Today considered as an exquisite example of traditional Indian textile, with support from the textile ministry and the UNESCO to revive and create awareness on the history, its hard to imagine that the origins of this 150 year old embroidery is linked to the opium trade with India and China in the 18th and 19th century. The much treasured antique heirlooms of today weren’t created nor conceptualized in India but in China by Chinese embroiderers who were renowned for their craftmanship.
The Parsis, followers of Prophet Zarathustra, left Iran for India, and eventually settled in Sanjan, the western state of Gujarat, India in 936 A.D. While they retained their religious customs, they gradually adjusted to the local culture, taking on Gujarati as their mother tongue and women started wearing the sari, Gujarati style. Their assimilation of western culture, life style and education brought them closer to the British and earned them trading contracts. Parsi traders traveled to the Far East, traded in China and Hong Kong, and returned with the coveted embroidered Chinese textiles.
The traders bought embroidered silks for their families and placed orders for embroidered sari borders, saris, blouses and pantaloons to be readied by the time they finished their business and were to return to India.
The embroidery was worked on a variety of Chinese silks and referred to as gara embroidery.
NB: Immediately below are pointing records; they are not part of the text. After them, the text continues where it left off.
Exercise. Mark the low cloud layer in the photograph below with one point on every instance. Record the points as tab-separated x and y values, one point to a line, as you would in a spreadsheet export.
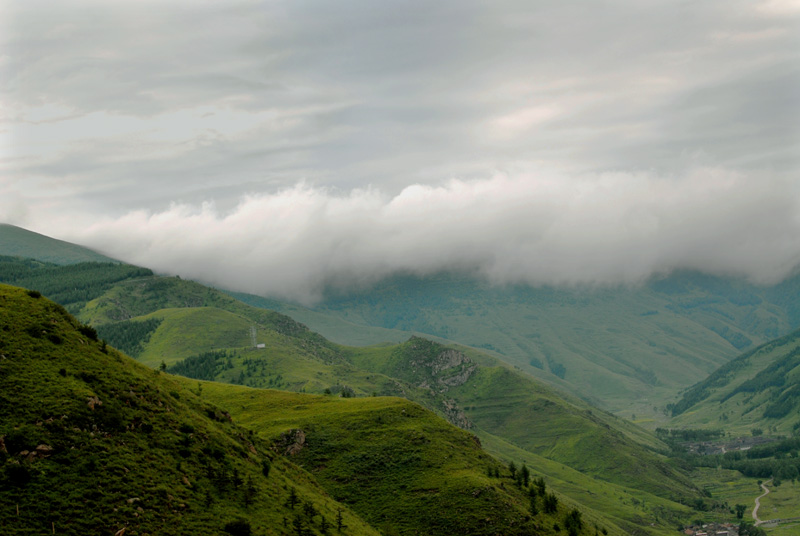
630	137
536	228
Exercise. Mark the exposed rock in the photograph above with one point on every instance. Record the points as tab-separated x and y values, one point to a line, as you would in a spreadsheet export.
43	451
93	402
290	442
455	414
449	368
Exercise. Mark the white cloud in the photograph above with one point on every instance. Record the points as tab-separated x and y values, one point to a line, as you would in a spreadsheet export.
538	227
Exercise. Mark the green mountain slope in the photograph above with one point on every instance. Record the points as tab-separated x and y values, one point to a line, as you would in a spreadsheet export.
92	442
19	242
296	359
396	464
627	349
758	389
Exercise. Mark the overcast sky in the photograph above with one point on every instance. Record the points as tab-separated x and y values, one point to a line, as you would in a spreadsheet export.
279	147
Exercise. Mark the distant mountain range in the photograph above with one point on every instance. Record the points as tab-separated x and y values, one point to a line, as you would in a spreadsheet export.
585	453
759	390
16	241
92	442
627	349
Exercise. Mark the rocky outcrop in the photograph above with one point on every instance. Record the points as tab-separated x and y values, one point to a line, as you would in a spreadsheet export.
449	368
455	414
290	442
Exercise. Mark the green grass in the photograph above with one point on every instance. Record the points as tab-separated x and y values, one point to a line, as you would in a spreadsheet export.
401	467
732	488
124	446
627	349
737	396
783	501
19	242
498	400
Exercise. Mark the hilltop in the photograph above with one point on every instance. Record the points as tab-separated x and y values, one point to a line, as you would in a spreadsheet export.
628	349
18	242
93	442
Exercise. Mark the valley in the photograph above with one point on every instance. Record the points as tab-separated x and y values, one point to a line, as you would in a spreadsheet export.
272	374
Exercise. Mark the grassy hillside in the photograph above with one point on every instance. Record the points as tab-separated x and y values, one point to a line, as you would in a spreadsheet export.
18	242
507	404
92	442
627	349
72	285
164	319
397	464
491	397
759	389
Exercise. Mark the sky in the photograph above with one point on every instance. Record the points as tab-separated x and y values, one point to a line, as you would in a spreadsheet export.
283	148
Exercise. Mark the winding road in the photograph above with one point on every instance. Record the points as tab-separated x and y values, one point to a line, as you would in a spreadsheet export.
758	502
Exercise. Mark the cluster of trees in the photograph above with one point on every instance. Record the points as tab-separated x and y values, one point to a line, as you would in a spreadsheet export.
68	285
129	336
540	500
204	366
670	435
306	517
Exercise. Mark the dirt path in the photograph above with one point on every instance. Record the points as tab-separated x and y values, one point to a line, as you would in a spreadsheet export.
758	502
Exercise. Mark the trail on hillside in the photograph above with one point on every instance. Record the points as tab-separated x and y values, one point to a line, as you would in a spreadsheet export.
758	501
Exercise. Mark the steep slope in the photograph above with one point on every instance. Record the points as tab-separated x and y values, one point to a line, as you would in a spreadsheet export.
399	466
296	359
627	349
19	242
92	442
759	389
71	285
505	403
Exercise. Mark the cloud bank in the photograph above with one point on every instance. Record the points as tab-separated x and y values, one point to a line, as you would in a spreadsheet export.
535	228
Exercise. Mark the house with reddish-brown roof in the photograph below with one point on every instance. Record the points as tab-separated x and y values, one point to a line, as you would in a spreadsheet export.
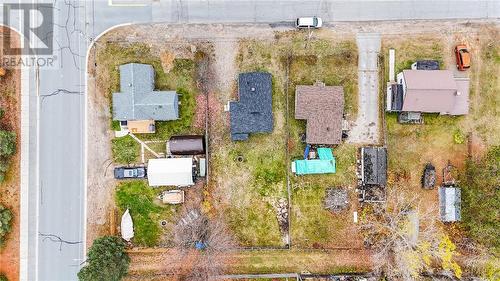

Gara being the term for Parsi sari.
Eighty-two-year-old Nina Russi Wania, who lives in Karachi, inherited a100 year old Chinese-embroidered gara – “Earlier on, they were especially made for members of the family in India,” she told The Express Tribune, adding that the style was to wear them with white blouses. This is how symbols of pagodas and pavilions and China men came to form the resplendent borders of the garas. In Chinese design each element represents a characteristic. Of the ‘Flowers of Four Seasons’, the plum blossom is a symbol of winter, the peony and orchids are symbolic of spring and good fortune, the lotus is the symbol of summer, and chrysanthemum is symbolic of autumn and longevity.
Due to the demand, a sizable community of Chinese embroiders settled in Gujarat and the quality of their work was at par with that of their country men. Across India Pheria Vendors (Chinese craftsmen cum door to door salespeople) use to carry bundles of embroidered silk on their bicycles to rich Parsi homes.
Brenda Gill in the embroiderersguild.com tells us of a humorous incident during one such visit by a Chinese embroider called John (throughout India, all Chinese vendors were called Johns for some reason), faced with a barking house dog hesitated at the garden gate. The memsahib exhorted John to ignore the dog and enter. For reassurance she said, “John, don’t you know the proverb that barking dogs don’t bite?” To which the hapless John answered, “Memsahib, you know ploverb, I know ploverb, but does doggy know ploverb?”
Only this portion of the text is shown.